Immunoglobulin superfamily. Multiple Ig superfamily molecules have been implicated in axon guidance or neuronal connectivity in the developing thalamus, including Robo proteins, DCC, various cell adhesion molecules (NCAM, L1, CHL1…) and others [reviewed in 9]. Here, we highlight the selective expression of five Ig superfamily members not previously implicated in thalamocortical development (Figure 15). Alcam (also known as CD166, Neurolin, or DM-GRASP/SC1/BEN) plays a role in guidance and fasciculation of motor and retinal axons [65], and in topographic mapping of retinal axons across the superior colliculus, possibly through interaction with adhesion molecule L1 on retinal ganglion cells [66]. Cadm1 (better known as SynCAM) is involved in synapse organisation [67] and axon guidance [68]. Cd47 is a multi-pass transmembrane molecule with a single extracellular Ig domain. It acts as a receptor for presynaptic organising molecule SIRPalpha [69] and has been implicated in various processes in cerebellar development [70]. Cntn6 (NB3) is a member of the contactin family of adhesion molecules, which have widespread roles in neural development [71]. Cntn6 null mutants have defects in synapse formation in cerebellum [72] and hippocampus [73]. Our results replicate previous reports of expression of Cntn6 in anterior thalamic nuclei [74,75]. Mdga1 is expressed in a layer- and area-specific manner in the cortex [76] and mutation of the gene leads to a delay in cortical neuronal migration [77]. More recently, Mdga1 has also been found to interact with neuroligin-2 to negatively regulate inhibitory synapse formation [78,79].

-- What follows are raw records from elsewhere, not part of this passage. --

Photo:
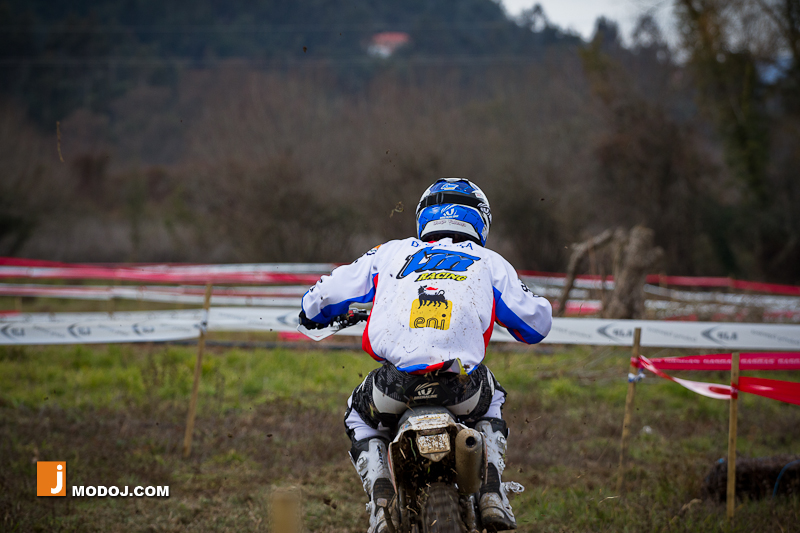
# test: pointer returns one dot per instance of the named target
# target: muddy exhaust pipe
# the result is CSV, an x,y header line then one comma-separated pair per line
x,y
469,460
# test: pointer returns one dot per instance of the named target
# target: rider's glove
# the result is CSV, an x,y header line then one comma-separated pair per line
x,y
310,324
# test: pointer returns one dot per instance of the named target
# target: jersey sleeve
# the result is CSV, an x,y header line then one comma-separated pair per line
x,y
353,283
526,316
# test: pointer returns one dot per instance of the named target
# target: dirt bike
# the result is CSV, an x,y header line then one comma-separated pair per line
x,y
437,464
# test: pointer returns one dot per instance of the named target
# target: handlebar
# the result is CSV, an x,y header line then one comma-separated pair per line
x,y
351,318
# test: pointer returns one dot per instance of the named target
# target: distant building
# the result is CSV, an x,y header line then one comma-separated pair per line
x,y
387,43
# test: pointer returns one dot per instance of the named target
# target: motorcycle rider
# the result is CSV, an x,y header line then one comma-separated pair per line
x,y
435,300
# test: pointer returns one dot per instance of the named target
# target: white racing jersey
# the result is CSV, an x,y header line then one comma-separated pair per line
x,y
434,303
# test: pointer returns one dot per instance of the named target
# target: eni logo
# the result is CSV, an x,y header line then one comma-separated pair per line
x,y
51,478
437,259
430,310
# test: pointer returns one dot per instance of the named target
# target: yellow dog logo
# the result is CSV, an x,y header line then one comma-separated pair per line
x,y
431,309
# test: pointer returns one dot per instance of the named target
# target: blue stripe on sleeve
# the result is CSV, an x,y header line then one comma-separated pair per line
x,y
514,324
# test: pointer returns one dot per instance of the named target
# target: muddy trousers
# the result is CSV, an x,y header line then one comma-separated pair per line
x,y
376,405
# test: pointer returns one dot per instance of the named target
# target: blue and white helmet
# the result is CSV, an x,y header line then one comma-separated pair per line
x,y
454,205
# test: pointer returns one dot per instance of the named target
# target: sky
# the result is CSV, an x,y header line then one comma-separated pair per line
x,y
580,15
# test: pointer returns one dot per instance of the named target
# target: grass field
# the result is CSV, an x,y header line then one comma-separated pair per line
x,y
273,418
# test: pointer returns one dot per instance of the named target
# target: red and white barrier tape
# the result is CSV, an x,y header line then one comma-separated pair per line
x,y
271,273
722,361
784,391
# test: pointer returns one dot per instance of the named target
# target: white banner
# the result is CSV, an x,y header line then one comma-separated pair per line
x,y
147,326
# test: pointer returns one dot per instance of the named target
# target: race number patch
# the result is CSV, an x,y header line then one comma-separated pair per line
x,y
431,309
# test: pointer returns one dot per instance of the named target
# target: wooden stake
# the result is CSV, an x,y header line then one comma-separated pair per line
x,y
626,422
286,511
198,367
732,436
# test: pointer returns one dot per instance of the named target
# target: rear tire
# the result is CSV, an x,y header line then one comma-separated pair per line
x,y
442,513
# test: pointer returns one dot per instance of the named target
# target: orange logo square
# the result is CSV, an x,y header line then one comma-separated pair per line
x,y
51,478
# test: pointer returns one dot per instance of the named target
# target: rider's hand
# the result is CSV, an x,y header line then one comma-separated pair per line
x,y
310,324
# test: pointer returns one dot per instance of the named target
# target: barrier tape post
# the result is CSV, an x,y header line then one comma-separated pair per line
x,y
626,422
198,367
732,436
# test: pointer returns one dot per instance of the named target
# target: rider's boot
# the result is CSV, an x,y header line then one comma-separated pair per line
x,y
369,456
496,514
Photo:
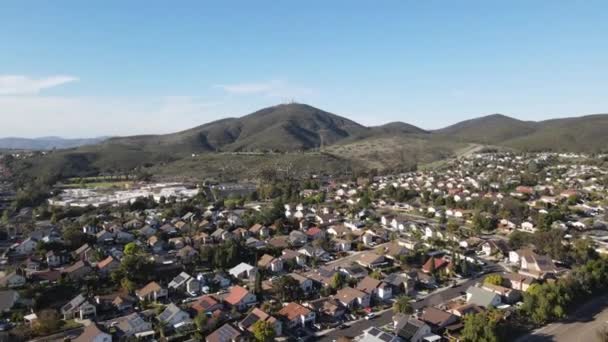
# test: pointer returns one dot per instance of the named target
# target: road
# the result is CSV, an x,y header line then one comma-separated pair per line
x,y
582,325
386,317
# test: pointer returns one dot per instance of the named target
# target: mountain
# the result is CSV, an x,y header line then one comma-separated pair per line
x,y
579,134
335,145
576,134
45,143
491,129
397,127
286,127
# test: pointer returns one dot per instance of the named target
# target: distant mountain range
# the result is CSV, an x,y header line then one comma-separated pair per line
x,y
45,143
300,127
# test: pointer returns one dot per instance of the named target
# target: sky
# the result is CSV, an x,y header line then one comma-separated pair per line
x,y
87,69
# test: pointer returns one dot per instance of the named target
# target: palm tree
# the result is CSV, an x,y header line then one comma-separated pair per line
x,y
403,305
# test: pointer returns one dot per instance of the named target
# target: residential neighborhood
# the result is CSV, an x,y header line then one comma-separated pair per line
x,y
428,255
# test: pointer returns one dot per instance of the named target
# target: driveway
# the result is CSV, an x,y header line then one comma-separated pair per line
x,y
582,325
385,317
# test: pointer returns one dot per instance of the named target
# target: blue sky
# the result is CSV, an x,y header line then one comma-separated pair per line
x,y
82,68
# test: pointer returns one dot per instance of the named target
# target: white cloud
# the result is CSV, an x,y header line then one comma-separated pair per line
x,y
272,88
20,85
84,116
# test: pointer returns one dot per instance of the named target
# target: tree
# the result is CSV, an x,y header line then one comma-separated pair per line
x,y
258,283
403,305
287,288
493,279
48,322
263,331
132,248
201,320
136,268
481,327
602,334
376,275
338,280
5,218
128,285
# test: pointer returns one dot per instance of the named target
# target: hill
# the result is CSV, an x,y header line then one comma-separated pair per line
x,y
311,140
286,127
45,143
582,134
491,129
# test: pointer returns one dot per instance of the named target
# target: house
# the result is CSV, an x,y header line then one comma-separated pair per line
x,y
55,259
305,282
84,253
225,333
370,260
187,254
174,316
368,239
132,325
241,233
193,286
77,271
437,319
532,264
147,231
179,242
375,288
315,233
482,297
206,304
410,329
79,307
341,245
268,262
107,265
354,271
492,247
27,246
104,236
518,281
401,283
151,292
374,334
258,315
436,265
352,298
314,252
168,229
255,243
12,280
528,227
506,294
329,308
120,301
289,255
239,298
396,251
124,237
8,299
466,309
296,315
338,230
179,282
260,230
297,238
243,271
156,244
92,333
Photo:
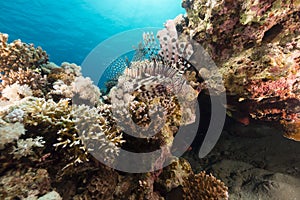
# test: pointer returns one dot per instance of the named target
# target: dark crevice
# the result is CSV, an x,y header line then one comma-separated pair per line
x,y
272,33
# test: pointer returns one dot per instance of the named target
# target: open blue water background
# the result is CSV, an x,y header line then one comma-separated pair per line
x,y
69,29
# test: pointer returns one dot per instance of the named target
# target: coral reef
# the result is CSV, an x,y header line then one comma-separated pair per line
x,y
255,45
24,184
54,123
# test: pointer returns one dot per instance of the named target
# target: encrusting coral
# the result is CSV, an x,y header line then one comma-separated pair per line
x,y
255,45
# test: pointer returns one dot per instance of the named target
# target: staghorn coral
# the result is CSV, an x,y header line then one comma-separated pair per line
x,y
27,76
153,88
19,55
20,63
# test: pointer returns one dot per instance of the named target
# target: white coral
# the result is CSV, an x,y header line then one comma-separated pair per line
x,y
16,115
60,88
10,132
86,90
16,92
24,147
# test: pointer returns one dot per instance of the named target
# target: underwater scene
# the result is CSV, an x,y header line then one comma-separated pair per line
x,y
150,100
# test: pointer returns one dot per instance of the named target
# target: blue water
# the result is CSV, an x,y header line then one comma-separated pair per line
x,y
68,30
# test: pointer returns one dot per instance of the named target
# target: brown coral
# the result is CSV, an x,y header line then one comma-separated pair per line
x,y
21,184
179,182
256,47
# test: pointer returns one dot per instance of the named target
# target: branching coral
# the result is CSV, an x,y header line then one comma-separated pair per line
x,y
24,147
16,92
10,132
20,64
179,176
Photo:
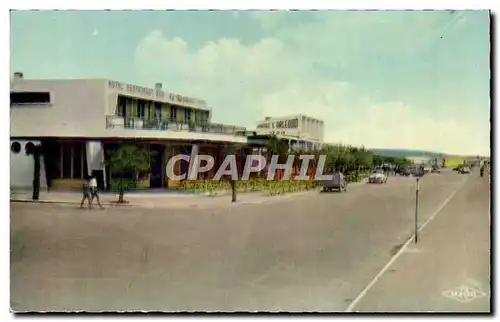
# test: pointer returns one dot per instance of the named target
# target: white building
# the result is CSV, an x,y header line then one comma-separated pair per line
x,y
301,130
78,120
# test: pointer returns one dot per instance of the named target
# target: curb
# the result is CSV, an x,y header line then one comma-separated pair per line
x,y
68,202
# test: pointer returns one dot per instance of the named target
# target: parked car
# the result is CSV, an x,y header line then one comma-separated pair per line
x,y
464,170
337,183
403,171
377,176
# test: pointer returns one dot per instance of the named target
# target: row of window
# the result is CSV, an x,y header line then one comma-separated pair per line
x,y
128,107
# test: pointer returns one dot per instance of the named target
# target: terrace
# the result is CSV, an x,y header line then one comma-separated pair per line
x,y
144,123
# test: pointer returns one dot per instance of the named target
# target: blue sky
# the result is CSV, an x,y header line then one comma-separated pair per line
x,y
386,79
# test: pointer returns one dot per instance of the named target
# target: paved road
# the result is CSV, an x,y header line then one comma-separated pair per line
x,y
314,253
448,270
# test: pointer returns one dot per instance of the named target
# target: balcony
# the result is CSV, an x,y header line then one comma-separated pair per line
x,y
114,121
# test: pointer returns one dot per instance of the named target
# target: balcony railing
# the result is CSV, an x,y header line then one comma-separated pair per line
x,y
114,121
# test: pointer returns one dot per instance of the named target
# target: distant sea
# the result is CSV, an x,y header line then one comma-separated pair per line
x,y
406,153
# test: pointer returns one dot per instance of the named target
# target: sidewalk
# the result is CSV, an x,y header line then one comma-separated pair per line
x,y
158,200
449,269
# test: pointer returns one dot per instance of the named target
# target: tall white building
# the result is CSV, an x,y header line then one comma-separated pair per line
x,y
301,130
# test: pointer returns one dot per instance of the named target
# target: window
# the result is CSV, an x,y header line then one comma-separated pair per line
x,y
19,98
15,147
77,161
121,105
173,113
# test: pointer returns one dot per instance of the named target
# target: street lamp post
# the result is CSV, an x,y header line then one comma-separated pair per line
x,y
416,210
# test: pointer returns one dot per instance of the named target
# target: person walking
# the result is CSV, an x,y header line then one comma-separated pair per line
x,y
86,192
94,191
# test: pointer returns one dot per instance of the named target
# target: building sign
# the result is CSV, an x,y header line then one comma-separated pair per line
x,y
155,94
281,124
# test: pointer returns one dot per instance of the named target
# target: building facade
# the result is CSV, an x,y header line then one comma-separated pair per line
x,y
303,132
79,120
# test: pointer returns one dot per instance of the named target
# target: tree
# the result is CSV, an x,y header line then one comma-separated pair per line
x,y
128,160
36,152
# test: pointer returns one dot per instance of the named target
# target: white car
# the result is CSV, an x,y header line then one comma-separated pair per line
x,y
377,176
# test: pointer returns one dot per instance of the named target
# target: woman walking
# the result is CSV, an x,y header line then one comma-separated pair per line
x,y
94,191
86,192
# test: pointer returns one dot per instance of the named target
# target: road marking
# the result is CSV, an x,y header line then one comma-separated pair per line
x,y
463,294
358,298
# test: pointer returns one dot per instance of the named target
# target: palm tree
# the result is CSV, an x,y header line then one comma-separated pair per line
x,y
128,159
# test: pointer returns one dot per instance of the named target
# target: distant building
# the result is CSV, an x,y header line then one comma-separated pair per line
x,y
303,132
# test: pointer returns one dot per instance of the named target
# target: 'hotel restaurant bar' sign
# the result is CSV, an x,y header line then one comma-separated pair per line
x,y
157,94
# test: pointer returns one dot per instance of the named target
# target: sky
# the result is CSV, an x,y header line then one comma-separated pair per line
x,y
381,79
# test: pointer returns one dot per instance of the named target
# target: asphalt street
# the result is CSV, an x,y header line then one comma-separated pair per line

Leucine-rich repeat superfamily: Many members of the extracellular leucine-rich repeat (LRR) superfamily have been implicated in axon guidance, synaptic target selection and other aspects of neural development [23,80]. LRR superfamily genes are highly under-represented in the devABA dataset, with no members of the Lrfn, Slitrk, NGL, Elfn or LINGO subfamilies and only one representative of each of the Lrrtm, Lrrc, Lrrn and Amigo subfamilies. Amongst the LRR genes that are represented, we identified three with selective expression in developing thalamus: Lgi2, Lrrn3 and Rtn4rl1 (Figure 16). Lgi2 encodes a secreted LRR protein of the Lgi subfamily that have been implicated in synaptic development and epilepsy [81]. Lgi1 regulates synapse formation and function through interactions with postsynaptic Adam22 and presynaptic Adam23 proteins [82,83]. Lgi2 likely has similar functions as it also interacts with these Adam proteins and mutations in the gene cause epilepsy in dogs [84]. Lrrn3 (or Nlrr3) is a member of the LRR-Ig-FN3 group [23]. Roles for Lrrn1 and Lrrn2 have been described in hindbrain development in chick [85,86]; otherwise this family remains poorly characterised. Selective expression in dorsal thalamus has been commented on previously, in particular its complementarity to the expression pattern of Slitrk6 [87]. Rtn4rl1 is also known as Nogo-receptor-3, NgR3. NgR’s were first isolated as receptors for the inhibitory myelin protein Nogo-66, but also function as receptors for chondroitin proteoglycans [88] and have been implicated in synaptic development in hippocampus [89].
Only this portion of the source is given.